The systematic review by Mockford et al.  evaluated the impact of patient and public involvement in the UK National Health Service programs. The review summarized 42 studies and concluded that there is little evidence of any economic analysis of the costs involved, poor quality of reporting, minimal theoretical or conceptual underpinning, lack of measurement and evaluation; and overall weak evidence base to support patient and public engagement.
Brett et al.  examined the conceptualization, measurement, impact and outcomes of patient and public involvement in health and social care research. They concluded that there is an emerging and important evidence of the impact of patient engagement on health care research but with relatively little conceptualization and theoretical development in the field. They also described poor quality of reporting as a one of the most important barriers restricting our understanding of the impact of patient engagement in research.
Boote et al.  reviewed published case examples of public involvement in primary research design and reported that group meetings were the most common method used to engage the public and that most patient contributions were in the areas of review of consent procedures and patient information sheets, outcome suggestion, and recommendations on participants recruitment.
Three systematic reviews by Legare et al., Oliver et al., and Stewart et al., summarized collectively over 250 studies in which patient engagement was conducted [10, 21, 22]. The three reviews reported similar key findings and focused on describing topics and stages of research most amenable to engagement and common methods of engagements (e.g., meetings, workshops and focus groups) that should be tailored to the topic of research at hand. These reviews also highlighted challenges and barriers to engagement [10, 21, 22].
Lastly, Hussain-Gambles  focused on engaging South Asian patients in designing clinical trials and reported on the factors that motivate patients to participate as well as deterrents. The review highlighted that there are more similarities than differences in attitudes towards clinical trials between the South Asian and the general population. The main findings and conclusions of the 8 systematic reviews are reported in Additional file 2: Table S3.
Question 1. What are the best methods to identify patients for engagement?

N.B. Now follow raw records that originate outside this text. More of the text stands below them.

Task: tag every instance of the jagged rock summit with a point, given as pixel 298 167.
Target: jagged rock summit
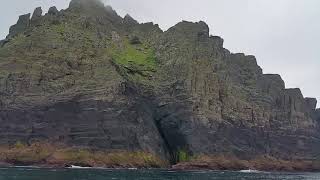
pixel 86 77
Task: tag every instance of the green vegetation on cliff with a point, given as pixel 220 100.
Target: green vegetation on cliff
pixel 48 154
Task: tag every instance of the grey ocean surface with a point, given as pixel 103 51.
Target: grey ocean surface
pixel 25 173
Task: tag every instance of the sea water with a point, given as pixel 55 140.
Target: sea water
pixel 28 173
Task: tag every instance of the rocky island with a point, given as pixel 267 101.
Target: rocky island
pixel 84 86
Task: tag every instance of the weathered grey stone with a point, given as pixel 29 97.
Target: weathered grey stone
pixel 311 103
pixel 37 13
pixel 53 11
pixel 128 20
pixel 21 26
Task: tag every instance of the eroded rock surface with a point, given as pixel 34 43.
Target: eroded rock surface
pixel 79 78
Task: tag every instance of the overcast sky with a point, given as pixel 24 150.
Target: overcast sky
pixel 284 35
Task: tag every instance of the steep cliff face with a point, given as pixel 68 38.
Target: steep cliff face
pixel 85 76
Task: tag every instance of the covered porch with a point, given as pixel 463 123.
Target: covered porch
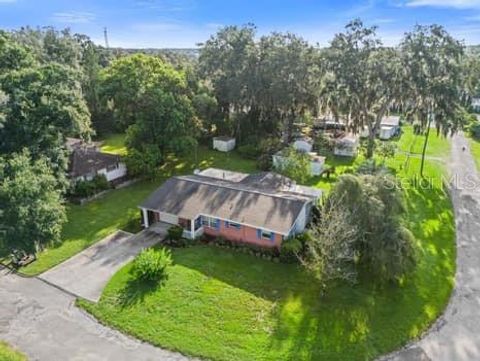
pixel 159 221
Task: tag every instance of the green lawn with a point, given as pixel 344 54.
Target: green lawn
pixel 228 306
pixel 222 305
pixel 475 149
pixel 437 146
pixel 90 223
pixel 117 210
pixel 114 144
pixel 9 354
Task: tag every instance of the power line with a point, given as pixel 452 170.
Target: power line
pixel 105 35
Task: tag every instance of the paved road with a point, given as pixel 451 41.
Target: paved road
pixel 44 323
pixel 87 273
pixel 456 335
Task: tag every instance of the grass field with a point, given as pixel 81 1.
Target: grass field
pixel 9 354
pixel 114 144
pixel 475 149
pixel 438 146
pixel 228 306
pixel 90 223
pixel 87 224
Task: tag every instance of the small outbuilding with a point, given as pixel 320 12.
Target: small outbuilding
pixel 347 145
pixel 389 127
pixel 317 162
pixel 224 143
pixel 303 145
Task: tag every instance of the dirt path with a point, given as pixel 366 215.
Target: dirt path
pixel 456 335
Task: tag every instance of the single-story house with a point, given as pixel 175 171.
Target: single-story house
pixel 317 162
pixel 476 104
pixel 303 145
pixel 347 145
pixel 262 208
pixel 86 162
pixel 389 127
pixel 223 143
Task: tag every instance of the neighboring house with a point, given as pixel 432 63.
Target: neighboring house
pixel 223 143
pixel 262 208
pixel 303 145
pixel 476 104
pixel 389 127
pixel 86 162
pixel 317 162
pixel 347 145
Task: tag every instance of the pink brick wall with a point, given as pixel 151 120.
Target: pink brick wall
pixel 244 234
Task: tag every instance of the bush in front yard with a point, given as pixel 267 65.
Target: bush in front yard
pixel 291 249
pixel 151 265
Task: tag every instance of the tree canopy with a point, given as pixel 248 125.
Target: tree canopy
pixel 32 212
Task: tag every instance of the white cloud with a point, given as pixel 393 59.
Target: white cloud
pixel 168 25
pixel 458 4
pixel 73 17
pixel 167 5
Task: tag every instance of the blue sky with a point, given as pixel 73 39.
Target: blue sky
pixel 184 23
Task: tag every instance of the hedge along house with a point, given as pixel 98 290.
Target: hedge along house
pixel 262 208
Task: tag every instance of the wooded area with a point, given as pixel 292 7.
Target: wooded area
pixel 55 84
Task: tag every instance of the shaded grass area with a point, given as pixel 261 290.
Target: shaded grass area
pixel 223 305
pixel 475 150
pixel 7 353
pixel 437 146
pixel 114 144
pixel 89 223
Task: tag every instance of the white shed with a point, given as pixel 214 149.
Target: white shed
pixel 303 145
pixel 347 145
pixel 386 132
pixel 317 162
pixel 223 143
pixel 389 127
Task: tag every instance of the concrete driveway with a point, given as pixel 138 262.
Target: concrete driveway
pixel 86 274
pixel 44 323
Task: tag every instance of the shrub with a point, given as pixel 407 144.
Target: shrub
pixel 249 151
pixel 264 162
pixel 290 249
pixel 474 130
pixel 101 183
pixel 151 265
pixel 324 144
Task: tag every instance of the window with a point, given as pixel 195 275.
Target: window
pixel 211 222
pixel 198 223
pixel 232 225
pixel 112 167
pixel 263 234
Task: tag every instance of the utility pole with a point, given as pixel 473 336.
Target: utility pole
pixel 105 35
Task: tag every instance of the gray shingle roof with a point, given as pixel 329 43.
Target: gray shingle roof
pixel 189 196
pixel 84 161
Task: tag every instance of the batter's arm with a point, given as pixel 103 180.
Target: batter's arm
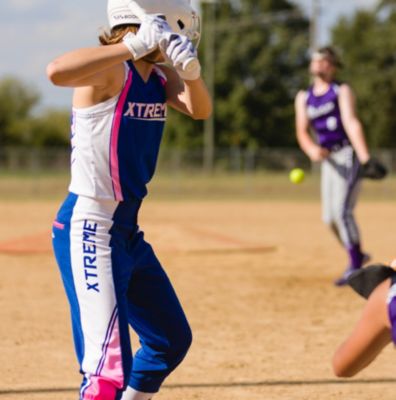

In general, most of the studies described convenience sampling as the method to identify patients (or representatives/surrogates) for engagement in research. Therefore, patients attending clinics or other patient care facilities were approached and asked to participate. Patients also volunteered in a response to advertisements or Internet postings. Very few studies randomly selected patient representatives. For example, researchers in the Netherland randomly selected patients with asthma and chronic obstructive pulmonary disease from the entire pool of the Netherlands Asthma Foundation and engaged these patients in consultation to define their health research priorities . This engagement resulted in additional prioritization of other research topics that were not covered by current Dutch research programs. Researchers in Canada randomly selected from patients attending outpatient cancer therapy to evaluate their attitudes, motivations and barriers to participation in clinical trials . Murad et al. asked a random sample of patients with diabetes about their preferences for future trials in diabetes in terms of design (pragmatic vs. explanatory trial design) and outcomes (surrogate vs. hard endpoints) .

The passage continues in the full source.